Ve hatta bu sefer birinci derecenin ikinci görevini tamamlamak için dönmüştü.

 

Bu ne demek oluyordu?

 

Bu demek oluyordu ki Jiang Chen çoktan birinci derecenin bir görevini tamamlamıştı!

 

Birinci dereceden bir görev birinci derece düklük pozisyonuna eşitti.

 

Birinci dereceden bir tane bile olsa görev tamamlayan bir insan nasıl bunca kişi arasında sıradan olabilirdi ki?

 

Gizli Ejderha Denemeleri bir oyun değildi ve kurallar katıydı. Birinci derecenin her görevi sıkıca seçilmişti ve birinin fırsatçı olması veya hile hurda ile bir avantaj elde etmesi imkansızdı.

 

Jiang Chen’in birinci dereceden bir görevi tamamladığını kavramak zordu.

 

Böbürlenmeye veya dramaya gerek yoktu. Jiang Chen yalnızca bardağını kaldırdı, birkaç söz söyledi ve meselenin detaylarını açık bir şekilde söyledi.

 

Eğer bu moruklar ordusu bu kadarını bile kavrayamıyorsa, konu onların Jiang Chen’i destekleyip desteklemeyeceği değil, buna layık olup olmadıklarıydı!

 

Birinci derece düklük, birinci derece düklük…” Jiang Tong bu kelimeleri ağzında geveleyip durdu. Aniden, dağınık bakışlarında şaşkın bir ışık parladı. “Chen’er, ilk görevi tamamladığını mı söylüyorsun?”

 

Evet, ve bu ikinci görev birkaç bağlantı gerektiriyor. Klandaki çeşitli kıdemlilerin bağlantı ağlarından ve yüzlerinden yararlanmam gerekecek.”

 

Jiang Chen ne gururluydu ne sabırsız, ve sesinde kendini övme isteğinden bir iz bile yoktu. Bu kadar küçük bir meselede açıkçası onun gösteriş yapması için bir neden yoktu.

 

Diğer yandan Jiang Zheng, bir kadehte kendine doldurduktan sonra konuşmadan duramadı. “Üç yıldır uzaklarda olan bir öğrenciye temiz bir sayfa açılmalı. Bizim hanemizin genç dükü başkentte onur konuğu. Saraydakiler sıradan ziyaretçiler ve İyileştirme Salonu gibi ruhsal ilaç sektörünün nüfuzluları bile genç dükümüze yalakalık yapıyor.”

Ç.N: Üç gün yazıyor ama büyük Jiang Chen üç yıldır olmadığı için büyük ihtimalle yanlış yazılmış.

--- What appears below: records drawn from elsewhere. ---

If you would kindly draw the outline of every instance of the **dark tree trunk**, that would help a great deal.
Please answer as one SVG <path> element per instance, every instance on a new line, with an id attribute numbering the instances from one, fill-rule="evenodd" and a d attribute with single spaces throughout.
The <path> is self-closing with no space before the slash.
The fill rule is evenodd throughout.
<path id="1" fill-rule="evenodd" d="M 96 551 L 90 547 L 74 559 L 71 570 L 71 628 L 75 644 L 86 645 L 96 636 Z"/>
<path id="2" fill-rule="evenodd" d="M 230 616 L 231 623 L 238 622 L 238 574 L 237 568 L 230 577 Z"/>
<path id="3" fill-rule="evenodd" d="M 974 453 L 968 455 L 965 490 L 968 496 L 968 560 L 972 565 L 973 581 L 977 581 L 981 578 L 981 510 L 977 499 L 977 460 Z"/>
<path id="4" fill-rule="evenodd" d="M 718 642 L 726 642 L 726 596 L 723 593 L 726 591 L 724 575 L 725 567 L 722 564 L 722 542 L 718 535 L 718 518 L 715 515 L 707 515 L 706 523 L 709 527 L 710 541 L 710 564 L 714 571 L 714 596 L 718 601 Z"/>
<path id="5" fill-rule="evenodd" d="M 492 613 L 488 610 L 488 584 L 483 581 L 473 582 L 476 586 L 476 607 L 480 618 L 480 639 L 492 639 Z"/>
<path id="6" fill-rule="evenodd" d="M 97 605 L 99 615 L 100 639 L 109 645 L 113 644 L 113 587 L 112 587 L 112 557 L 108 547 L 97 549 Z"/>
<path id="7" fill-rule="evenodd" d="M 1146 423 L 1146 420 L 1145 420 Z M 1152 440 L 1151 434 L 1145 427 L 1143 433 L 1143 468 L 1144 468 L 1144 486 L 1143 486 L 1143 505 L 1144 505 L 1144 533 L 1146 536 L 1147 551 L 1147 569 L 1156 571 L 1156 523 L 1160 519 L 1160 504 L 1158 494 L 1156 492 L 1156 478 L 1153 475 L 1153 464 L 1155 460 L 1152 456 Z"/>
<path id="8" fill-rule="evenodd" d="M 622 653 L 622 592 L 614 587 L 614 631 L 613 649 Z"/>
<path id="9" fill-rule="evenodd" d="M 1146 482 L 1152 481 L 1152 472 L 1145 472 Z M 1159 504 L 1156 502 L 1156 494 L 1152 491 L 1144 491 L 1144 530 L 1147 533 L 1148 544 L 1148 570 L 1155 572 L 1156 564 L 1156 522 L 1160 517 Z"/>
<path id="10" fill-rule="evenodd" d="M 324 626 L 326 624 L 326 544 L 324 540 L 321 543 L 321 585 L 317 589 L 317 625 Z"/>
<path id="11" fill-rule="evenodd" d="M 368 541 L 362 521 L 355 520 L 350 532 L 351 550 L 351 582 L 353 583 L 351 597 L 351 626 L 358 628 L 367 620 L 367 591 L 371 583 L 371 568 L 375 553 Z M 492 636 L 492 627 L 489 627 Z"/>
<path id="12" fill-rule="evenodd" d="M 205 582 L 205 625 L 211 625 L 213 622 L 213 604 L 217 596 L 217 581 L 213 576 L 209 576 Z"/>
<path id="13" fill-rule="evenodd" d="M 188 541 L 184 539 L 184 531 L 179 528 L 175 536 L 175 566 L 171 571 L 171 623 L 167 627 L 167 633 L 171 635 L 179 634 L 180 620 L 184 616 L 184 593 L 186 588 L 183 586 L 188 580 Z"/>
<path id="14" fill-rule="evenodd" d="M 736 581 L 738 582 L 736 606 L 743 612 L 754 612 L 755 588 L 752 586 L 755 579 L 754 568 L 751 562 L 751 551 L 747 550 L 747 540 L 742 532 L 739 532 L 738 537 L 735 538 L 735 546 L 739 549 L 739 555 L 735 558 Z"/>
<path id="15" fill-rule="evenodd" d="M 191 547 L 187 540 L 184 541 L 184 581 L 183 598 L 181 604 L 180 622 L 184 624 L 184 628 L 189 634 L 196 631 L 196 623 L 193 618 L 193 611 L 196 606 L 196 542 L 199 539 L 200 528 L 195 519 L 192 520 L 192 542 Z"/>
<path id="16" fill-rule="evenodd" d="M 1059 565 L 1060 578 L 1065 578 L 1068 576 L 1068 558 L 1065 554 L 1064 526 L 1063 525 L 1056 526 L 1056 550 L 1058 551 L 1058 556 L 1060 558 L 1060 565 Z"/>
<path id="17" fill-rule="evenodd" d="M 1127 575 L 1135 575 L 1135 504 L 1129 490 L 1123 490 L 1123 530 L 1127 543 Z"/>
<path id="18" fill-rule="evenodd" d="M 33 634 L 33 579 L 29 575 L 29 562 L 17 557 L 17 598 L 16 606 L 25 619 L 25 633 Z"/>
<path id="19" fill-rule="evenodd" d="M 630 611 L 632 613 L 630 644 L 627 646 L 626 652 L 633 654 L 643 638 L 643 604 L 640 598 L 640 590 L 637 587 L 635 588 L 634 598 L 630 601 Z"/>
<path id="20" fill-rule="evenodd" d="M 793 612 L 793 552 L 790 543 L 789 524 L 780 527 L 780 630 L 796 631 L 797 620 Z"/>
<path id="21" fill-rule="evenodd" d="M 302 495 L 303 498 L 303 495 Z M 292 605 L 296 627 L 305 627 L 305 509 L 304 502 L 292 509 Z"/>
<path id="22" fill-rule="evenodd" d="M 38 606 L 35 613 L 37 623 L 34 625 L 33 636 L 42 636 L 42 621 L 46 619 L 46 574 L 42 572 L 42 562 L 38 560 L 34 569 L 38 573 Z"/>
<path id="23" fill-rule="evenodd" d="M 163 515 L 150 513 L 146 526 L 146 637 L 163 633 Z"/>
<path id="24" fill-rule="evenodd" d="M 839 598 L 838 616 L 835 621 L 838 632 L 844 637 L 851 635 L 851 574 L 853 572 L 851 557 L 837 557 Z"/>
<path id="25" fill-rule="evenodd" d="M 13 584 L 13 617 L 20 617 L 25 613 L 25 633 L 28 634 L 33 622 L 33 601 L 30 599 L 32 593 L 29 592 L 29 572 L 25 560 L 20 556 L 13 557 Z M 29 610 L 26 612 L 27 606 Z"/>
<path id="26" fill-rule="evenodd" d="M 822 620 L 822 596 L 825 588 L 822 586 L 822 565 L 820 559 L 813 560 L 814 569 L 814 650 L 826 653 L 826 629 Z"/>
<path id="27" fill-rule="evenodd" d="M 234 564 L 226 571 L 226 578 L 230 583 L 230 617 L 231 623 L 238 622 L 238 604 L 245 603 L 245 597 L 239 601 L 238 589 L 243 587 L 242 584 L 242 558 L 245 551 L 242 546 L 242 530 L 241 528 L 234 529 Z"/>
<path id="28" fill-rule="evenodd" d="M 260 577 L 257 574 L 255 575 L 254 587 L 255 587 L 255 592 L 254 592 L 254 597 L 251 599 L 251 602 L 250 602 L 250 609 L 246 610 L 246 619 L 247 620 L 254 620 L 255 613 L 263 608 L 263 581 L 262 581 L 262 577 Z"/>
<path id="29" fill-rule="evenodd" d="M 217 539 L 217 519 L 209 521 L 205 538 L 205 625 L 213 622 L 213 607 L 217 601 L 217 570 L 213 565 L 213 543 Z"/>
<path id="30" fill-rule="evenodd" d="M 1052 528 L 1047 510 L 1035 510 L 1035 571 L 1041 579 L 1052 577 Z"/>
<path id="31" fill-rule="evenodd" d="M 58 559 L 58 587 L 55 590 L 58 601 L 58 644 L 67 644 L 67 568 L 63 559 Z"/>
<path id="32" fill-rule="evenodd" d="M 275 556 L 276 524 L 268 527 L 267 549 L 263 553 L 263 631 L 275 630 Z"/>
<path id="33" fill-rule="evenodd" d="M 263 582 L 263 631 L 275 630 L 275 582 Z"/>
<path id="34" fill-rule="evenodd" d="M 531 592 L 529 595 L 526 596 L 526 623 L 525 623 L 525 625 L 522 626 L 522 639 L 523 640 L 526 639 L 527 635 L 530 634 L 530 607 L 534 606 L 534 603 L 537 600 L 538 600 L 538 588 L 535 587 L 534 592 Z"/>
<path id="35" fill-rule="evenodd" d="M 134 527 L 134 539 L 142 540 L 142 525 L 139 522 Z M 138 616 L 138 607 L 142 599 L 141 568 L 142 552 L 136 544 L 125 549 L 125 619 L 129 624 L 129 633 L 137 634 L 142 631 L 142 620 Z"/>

Dn: Bende ingilizcesinde niye üç gün yazıyor diyordum :D

 

Burada dışarıdan biri yoktu, bu yüzden Jiang Zheng kendini tutamadı ve birkaç şey söyleyiverdi. Artık gerçekten dayanamıyordu. Jiang Cheng’i takip etmeye başladığından beri diğerleri tarafından görmezden geliniyor ve umursanmıyordu. Şimdi şansı bulduğuna göre, aile içinde kendini göstermeyecekse nerede gösterecekti?

 

Saraydakiler sıradan ziyaretçiler miydi?

 

Şifa Salonu bile genç düke yalakalık yaparken mi?

 

Bu nasıl olabilirdi? Jiang Tong’dan bahsetmezsizin, yaşlıların hepsi ifade edilemeyecek kadar şaşırmışlardı. Hepsi oturdukları yerde duramıyorken, keskince iç çektiler.

 

Ancak Jiang Chen hafifçe gülümsedi. “Her zaman böyle ufak şeyleri konuşmaya gerek yok Jiang Zheng. Yaşlılar, yarınki kabile toplantısı için yardımınıza ihtiyacım var.”

 

Yaşlı Xi en çok hizmet süresine ve en hızlı tepkilere sahipti. Alelacele gülümsedi ve, “Öyle görünüyor ki Jiang ailemiz genç dük gibi bir dahiyi üretmiş ve Jiang Zheng birşey demeseydi biz morukların büyük ihtimalle bundan haberi bile olmayacaktı. Haha, dedelerimiz ve atalarımız bize göklerden genç dük gibi bir dahiyi bağışladı. Jiang ailemiz gelecekteki çabalar ile kesinlikle hedeflerine ulaşacak. Vücudumdaki bu çürümüş kemiklerle sonuç elde etmek için kuvvetle çabalayacağım. Kesinlikle yarın ki kabile toplantısına bu çürük kemiklerim ile katılacağım!”

 

Katılacağız! Tabii ki katılacağız! Jiang ailemiz her daim Jiang Han bölgesinin kontrolü için bir olmuştur. Diğer türlü bu kabileler Jiang ailemizin saygıyı haketmeyen bir aile olduğunu düşünürler.

 

Aynen. Jing Man gibi bir dikenin kabileler arasında yeniden belirmesine izin veremeyiz!”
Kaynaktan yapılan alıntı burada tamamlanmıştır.